PANDARUS Why, he is very young: and yet will he, within
three pound, lift as much as his brother Hector.
CRESSIDA Is he so young a man and so old a lifter?
PANDARUS But to prove to you that Helen loves him: she came
(130) and puts me her white hand to his cloven chin--
CRESSIDA Juno have mercy! how came it cloven?
PANDARUS Why, you know 'tis dimpled: I think his smiling
becomes him better than any man in all Phrygia.
CRESSIDA O, he smiles valiantly.
PANDARUS Does he not?
CRESSIDA O yes, an 'twere a cloud in autumn.
(140) PANDARUS Why, go to, then: but to prove to you that Helen
loves Troilus,--
CRESSIDA Troilus will stand to the proof, if you'll
prove it so.
PANDARUS Troilus! why, he esteems her no more than I esteem
an addle egg.
CRESSIDA If you love an addle egg as well as you love an idle
head, you would eat chickens i' the shell.
PANDARUS I cannot choose but laugh, to think how she tickled
his chin: indeed, she has a marvellous white hand, I
(150) must needs confess,--
CRESSIDA Without the rack.
PANDARUS And she takes upon her to spy a white hair on his chin.

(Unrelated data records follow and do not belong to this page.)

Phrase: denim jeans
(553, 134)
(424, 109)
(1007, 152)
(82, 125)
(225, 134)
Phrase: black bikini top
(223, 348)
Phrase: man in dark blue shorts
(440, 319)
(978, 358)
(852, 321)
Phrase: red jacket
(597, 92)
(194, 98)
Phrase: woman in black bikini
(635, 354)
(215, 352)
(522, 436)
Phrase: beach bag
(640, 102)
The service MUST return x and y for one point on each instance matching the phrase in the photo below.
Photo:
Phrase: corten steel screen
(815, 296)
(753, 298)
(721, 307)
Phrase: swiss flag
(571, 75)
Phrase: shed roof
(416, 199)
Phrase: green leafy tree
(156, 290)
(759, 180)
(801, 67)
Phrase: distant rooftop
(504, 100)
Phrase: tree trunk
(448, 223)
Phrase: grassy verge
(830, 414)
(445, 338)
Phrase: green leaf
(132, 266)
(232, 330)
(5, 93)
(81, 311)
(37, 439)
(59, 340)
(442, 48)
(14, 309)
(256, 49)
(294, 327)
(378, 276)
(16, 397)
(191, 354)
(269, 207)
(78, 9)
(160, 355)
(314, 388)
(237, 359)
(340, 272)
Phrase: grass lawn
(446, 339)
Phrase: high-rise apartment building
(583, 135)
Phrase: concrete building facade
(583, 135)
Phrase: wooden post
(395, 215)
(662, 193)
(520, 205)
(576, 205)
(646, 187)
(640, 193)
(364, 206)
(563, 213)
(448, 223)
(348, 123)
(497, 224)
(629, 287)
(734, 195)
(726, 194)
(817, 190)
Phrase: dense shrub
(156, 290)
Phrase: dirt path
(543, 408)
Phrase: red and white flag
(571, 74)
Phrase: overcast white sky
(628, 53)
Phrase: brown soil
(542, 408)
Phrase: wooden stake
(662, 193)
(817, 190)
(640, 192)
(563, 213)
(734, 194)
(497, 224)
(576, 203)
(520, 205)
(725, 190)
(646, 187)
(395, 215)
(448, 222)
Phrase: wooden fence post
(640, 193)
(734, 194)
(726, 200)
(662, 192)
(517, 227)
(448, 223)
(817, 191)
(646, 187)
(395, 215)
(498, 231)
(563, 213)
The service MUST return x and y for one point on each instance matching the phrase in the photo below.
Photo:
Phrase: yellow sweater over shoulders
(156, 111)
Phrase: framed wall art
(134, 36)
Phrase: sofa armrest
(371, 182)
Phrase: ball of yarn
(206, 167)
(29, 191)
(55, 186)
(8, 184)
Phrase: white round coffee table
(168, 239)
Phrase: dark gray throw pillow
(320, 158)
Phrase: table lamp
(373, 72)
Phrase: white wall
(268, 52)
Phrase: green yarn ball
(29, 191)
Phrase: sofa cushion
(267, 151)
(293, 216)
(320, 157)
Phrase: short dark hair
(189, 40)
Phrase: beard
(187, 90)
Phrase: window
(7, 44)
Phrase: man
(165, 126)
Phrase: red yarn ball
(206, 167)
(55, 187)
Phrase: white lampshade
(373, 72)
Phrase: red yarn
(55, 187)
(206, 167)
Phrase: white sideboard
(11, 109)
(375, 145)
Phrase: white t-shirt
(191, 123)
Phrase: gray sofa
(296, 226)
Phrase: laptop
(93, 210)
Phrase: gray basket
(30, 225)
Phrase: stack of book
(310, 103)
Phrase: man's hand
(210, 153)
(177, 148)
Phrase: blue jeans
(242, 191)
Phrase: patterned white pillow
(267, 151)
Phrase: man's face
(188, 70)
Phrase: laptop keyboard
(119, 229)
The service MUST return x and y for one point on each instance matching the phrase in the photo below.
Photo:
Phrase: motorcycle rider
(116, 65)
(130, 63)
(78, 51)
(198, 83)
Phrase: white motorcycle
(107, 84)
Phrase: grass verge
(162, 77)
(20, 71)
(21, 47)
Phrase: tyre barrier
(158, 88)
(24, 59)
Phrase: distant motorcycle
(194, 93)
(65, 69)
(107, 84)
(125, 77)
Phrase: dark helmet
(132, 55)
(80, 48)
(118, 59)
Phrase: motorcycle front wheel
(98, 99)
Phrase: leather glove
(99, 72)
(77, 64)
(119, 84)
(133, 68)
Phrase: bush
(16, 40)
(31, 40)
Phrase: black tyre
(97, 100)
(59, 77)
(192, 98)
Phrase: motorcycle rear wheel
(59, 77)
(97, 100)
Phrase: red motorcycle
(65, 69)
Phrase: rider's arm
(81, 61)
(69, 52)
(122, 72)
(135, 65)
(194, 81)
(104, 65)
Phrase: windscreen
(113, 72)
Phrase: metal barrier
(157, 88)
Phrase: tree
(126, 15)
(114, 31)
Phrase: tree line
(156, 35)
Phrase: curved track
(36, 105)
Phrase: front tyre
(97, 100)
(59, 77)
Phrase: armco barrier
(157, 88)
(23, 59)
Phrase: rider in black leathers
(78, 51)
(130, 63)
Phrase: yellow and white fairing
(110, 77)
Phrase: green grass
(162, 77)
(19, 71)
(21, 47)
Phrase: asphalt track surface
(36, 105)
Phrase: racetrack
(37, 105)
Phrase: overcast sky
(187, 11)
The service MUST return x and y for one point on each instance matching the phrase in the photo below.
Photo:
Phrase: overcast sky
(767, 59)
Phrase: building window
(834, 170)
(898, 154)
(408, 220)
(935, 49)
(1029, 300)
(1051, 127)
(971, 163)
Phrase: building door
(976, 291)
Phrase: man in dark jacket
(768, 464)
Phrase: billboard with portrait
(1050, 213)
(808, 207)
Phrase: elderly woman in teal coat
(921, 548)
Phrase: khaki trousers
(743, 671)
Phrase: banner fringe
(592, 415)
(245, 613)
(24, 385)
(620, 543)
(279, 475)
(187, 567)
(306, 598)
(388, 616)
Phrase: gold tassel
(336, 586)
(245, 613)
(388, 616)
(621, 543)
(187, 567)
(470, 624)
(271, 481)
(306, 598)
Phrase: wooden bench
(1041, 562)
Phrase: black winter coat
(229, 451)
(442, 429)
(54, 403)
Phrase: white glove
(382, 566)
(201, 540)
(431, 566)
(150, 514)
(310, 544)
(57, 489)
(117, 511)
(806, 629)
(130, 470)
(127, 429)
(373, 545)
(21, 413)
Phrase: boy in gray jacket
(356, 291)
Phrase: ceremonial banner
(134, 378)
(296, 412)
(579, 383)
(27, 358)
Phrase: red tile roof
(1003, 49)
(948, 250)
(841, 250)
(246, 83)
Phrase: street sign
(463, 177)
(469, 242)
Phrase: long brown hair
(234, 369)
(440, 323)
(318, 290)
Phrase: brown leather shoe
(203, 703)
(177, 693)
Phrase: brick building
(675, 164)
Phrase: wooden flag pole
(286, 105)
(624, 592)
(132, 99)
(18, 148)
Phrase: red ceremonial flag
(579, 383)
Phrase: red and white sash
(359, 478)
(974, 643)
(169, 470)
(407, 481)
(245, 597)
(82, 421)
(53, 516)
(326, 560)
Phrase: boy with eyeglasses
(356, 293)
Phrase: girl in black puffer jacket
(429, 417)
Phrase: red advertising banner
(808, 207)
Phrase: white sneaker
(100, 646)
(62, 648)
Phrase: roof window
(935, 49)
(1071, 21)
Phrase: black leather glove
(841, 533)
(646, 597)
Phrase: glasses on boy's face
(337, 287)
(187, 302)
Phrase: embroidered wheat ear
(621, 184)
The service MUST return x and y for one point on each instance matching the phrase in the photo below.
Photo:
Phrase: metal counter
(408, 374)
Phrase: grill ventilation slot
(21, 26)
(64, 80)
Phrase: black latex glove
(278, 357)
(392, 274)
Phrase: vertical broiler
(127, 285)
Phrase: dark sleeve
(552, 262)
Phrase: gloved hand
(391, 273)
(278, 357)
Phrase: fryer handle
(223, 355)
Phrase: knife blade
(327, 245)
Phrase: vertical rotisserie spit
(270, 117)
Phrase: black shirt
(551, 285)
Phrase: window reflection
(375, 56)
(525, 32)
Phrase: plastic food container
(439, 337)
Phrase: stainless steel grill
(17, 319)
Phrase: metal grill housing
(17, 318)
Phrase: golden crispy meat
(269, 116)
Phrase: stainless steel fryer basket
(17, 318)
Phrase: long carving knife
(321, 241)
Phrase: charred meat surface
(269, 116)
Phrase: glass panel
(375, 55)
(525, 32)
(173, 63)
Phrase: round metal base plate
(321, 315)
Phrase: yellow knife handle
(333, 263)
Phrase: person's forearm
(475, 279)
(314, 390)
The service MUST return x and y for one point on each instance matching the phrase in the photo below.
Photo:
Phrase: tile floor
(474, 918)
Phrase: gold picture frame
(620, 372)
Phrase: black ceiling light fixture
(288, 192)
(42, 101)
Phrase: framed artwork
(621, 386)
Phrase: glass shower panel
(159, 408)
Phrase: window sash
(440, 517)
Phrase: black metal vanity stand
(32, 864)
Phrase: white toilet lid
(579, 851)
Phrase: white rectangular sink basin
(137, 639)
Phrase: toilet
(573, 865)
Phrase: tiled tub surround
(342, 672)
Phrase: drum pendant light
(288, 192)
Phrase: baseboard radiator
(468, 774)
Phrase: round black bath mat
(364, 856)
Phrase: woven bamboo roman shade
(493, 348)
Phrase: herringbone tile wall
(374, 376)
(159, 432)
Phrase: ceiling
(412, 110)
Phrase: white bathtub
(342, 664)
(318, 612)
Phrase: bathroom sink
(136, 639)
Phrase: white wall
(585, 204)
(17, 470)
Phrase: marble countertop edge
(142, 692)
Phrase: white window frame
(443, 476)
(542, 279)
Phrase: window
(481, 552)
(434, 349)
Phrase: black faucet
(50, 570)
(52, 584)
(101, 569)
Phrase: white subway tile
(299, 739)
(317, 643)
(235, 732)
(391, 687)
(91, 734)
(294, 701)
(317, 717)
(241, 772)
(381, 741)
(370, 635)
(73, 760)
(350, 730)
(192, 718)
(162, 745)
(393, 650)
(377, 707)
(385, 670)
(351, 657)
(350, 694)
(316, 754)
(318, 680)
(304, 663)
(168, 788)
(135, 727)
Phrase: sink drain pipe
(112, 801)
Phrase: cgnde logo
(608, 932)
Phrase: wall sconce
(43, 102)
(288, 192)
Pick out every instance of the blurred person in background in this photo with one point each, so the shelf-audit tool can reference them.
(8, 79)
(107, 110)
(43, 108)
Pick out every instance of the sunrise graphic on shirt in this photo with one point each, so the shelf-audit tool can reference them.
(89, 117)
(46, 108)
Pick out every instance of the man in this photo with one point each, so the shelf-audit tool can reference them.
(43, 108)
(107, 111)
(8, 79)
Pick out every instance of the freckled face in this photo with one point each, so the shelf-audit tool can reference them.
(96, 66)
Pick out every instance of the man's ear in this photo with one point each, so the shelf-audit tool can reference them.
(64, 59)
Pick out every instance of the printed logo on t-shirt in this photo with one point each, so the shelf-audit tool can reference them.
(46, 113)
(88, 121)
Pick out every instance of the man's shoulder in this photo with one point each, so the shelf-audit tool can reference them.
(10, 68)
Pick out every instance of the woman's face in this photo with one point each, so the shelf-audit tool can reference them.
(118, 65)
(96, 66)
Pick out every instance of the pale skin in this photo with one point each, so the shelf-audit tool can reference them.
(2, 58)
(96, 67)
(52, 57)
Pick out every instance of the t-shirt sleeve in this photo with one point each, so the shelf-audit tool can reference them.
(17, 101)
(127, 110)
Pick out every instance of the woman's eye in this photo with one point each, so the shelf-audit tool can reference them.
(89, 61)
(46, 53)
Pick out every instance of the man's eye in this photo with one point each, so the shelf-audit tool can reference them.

CRESSIDA Alas, poor chin! many a wart is richer.
PANDARUS But there was such laughing! Queen Hecuba laughed
that her eyes ran o'er.
CRESSIDA With mill-stones.
PANDARUS And Cassandra laughed.
(160) CRESSIDA But there was more temperate fire under the pot of
her eyes: did her eyes run o'er too?
PANDARUS And Hector laughed.
CRESSIDA At what was all this laughing?
PANDARUS Marry, at the white hair that Helen spied on Troilus' chin.